If our temperatures reach single digits, especially for two nights, along with almost a week of sub-freezing temperatures, the Star Jasmine will likely die to the ground–gone, kaput. Maybe it will return from the roots, maybe not. To its credit, native-to-China and Japan Cast Iron Plant is hardy and evergreen for most winter weather, but I’ve never grown it in single-digit temps, so I won’t predict whether, in a week’s time, the foliage will be green–or gone.

But sometime in March, new foliage, followed by lovely white blossoms will appear on the Dogwood; the gardener will rejoice, the pollinators will feed.
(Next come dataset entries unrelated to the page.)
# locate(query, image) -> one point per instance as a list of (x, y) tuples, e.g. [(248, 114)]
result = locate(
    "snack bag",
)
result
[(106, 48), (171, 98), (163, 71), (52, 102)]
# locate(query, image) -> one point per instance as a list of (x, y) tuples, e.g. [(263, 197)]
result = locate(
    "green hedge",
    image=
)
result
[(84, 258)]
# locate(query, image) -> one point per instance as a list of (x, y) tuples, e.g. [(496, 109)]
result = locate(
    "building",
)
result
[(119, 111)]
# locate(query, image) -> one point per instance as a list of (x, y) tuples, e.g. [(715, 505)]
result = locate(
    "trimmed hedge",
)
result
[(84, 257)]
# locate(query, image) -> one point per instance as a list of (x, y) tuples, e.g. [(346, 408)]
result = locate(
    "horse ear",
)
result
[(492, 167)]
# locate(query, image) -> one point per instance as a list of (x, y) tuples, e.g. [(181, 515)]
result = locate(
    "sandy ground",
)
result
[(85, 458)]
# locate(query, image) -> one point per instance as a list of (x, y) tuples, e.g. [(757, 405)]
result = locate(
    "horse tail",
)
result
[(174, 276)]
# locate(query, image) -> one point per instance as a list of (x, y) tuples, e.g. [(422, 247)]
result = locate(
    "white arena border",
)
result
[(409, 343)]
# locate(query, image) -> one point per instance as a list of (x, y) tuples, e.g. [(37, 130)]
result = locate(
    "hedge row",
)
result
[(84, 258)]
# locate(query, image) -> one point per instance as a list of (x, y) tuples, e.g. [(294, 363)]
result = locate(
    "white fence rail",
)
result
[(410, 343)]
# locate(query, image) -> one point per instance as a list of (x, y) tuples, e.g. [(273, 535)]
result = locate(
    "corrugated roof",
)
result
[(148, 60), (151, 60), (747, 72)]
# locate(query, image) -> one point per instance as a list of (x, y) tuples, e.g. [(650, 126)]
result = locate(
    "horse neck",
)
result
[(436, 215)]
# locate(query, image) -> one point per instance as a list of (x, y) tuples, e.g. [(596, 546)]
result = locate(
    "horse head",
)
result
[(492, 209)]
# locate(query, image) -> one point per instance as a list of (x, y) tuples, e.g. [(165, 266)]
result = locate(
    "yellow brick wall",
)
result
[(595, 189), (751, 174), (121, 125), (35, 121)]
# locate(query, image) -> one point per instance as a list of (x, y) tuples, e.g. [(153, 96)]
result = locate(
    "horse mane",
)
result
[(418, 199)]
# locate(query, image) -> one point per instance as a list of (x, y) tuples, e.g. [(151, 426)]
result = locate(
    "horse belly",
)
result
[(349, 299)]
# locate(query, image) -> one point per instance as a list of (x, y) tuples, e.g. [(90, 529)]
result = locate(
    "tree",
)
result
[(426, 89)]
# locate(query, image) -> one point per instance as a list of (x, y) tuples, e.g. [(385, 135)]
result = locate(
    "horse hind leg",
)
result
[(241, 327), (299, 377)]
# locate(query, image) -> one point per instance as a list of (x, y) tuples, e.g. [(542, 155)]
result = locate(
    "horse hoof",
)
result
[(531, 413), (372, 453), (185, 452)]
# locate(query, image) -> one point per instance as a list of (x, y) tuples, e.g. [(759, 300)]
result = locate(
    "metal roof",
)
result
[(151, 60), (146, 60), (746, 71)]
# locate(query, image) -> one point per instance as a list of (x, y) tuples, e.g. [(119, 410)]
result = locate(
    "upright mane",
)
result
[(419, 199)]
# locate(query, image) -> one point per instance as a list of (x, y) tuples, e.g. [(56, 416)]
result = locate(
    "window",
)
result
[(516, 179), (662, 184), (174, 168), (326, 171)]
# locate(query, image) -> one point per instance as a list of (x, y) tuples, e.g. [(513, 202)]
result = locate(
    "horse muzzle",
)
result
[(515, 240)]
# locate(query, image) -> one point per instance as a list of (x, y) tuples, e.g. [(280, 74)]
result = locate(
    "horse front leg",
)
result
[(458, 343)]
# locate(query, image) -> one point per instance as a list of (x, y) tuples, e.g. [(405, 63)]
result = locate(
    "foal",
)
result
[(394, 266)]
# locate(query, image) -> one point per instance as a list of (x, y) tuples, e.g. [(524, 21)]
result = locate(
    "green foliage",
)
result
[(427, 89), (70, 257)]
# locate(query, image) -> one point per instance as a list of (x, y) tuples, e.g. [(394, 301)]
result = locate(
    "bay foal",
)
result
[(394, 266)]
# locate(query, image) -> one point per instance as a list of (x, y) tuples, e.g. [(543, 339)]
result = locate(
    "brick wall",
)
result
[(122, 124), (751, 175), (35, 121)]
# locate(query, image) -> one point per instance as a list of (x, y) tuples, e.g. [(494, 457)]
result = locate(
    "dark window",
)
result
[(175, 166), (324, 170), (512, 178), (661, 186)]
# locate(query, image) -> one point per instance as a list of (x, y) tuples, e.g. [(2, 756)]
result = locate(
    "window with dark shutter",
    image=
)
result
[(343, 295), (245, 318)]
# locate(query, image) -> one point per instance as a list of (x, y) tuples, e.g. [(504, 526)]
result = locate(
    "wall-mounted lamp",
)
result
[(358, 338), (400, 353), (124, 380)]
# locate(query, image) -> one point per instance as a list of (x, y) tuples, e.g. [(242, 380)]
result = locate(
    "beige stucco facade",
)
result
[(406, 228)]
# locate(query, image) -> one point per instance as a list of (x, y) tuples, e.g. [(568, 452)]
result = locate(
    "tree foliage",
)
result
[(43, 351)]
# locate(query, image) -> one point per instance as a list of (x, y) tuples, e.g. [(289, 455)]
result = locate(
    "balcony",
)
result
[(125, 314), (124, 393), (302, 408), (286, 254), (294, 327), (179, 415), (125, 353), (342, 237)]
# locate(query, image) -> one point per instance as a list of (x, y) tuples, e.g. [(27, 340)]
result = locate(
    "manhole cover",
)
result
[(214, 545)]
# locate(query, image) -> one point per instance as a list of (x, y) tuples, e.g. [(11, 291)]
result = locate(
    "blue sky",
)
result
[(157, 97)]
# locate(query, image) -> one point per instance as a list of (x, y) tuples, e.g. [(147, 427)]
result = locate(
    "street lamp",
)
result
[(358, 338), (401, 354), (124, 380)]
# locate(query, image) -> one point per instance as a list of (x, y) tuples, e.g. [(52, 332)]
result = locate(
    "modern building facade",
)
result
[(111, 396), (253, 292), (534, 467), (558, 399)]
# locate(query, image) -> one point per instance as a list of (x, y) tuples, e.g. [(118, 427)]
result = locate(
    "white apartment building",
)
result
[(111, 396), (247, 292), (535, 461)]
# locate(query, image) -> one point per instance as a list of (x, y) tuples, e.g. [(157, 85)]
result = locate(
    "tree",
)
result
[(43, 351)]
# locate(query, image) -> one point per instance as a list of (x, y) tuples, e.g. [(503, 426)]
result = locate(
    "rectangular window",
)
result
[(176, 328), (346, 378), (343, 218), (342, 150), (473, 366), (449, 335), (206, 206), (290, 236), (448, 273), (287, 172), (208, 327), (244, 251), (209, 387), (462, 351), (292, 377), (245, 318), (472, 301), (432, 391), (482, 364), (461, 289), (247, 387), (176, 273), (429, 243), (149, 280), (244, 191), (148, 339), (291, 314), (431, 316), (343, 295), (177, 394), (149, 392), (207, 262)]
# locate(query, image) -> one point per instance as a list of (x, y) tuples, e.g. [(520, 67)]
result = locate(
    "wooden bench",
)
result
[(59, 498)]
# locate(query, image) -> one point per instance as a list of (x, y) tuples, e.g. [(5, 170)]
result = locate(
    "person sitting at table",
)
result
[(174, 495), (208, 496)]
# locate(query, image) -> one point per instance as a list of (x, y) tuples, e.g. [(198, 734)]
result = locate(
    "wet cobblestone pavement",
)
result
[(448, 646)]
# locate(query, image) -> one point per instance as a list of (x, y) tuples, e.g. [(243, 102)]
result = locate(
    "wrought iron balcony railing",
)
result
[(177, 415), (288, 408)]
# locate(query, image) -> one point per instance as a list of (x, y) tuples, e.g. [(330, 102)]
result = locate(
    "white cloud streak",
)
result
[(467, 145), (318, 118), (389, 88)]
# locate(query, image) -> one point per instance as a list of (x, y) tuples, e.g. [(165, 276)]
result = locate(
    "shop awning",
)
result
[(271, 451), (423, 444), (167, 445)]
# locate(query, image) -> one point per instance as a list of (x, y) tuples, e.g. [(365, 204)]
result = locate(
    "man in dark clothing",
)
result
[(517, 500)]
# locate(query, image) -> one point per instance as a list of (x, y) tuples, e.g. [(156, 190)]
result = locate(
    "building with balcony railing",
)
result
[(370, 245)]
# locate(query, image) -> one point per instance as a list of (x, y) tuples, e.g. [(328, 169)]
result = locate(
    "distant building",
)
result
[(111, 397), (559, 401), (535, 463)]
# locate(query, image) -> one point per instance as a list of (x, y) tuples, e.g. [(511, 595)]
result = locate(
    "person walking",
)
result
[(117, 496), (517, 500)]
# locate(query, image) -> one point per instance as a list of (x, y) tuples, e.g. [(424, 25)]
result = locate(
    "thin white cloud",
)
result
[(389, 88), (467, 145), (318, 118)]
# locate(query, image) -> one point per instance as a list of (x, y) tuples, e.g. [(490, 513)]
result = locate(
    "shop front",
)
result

Limbs of the Dogwood with Jasmine background

One of the first native trees I planted is this Texas Mountain Laurel, Sophora secundiflora. Rich, glossy foliage year round, decorated with luscious purple, fragrant blooms in March and April, is today, was yesterday, and will be for the next several days, wearing a coat of ice. The small tree’s genetics remember that the Arctic has visited before and it knows how to weather the weather. I doubt the laurel will miss a beat in its preparation for the spring flower show and stalwart summer, fall, and winter beauty to come.

I confess to dreading what my garden will be when this Arctic blast has frozen its last. That being said, plants live, plants die, changes happen. A garden is always in flux, always evolving with nature’s influence or human touch. It will survive in some form and shape and I’ll replace or renew, depending upon time and creative inspiration.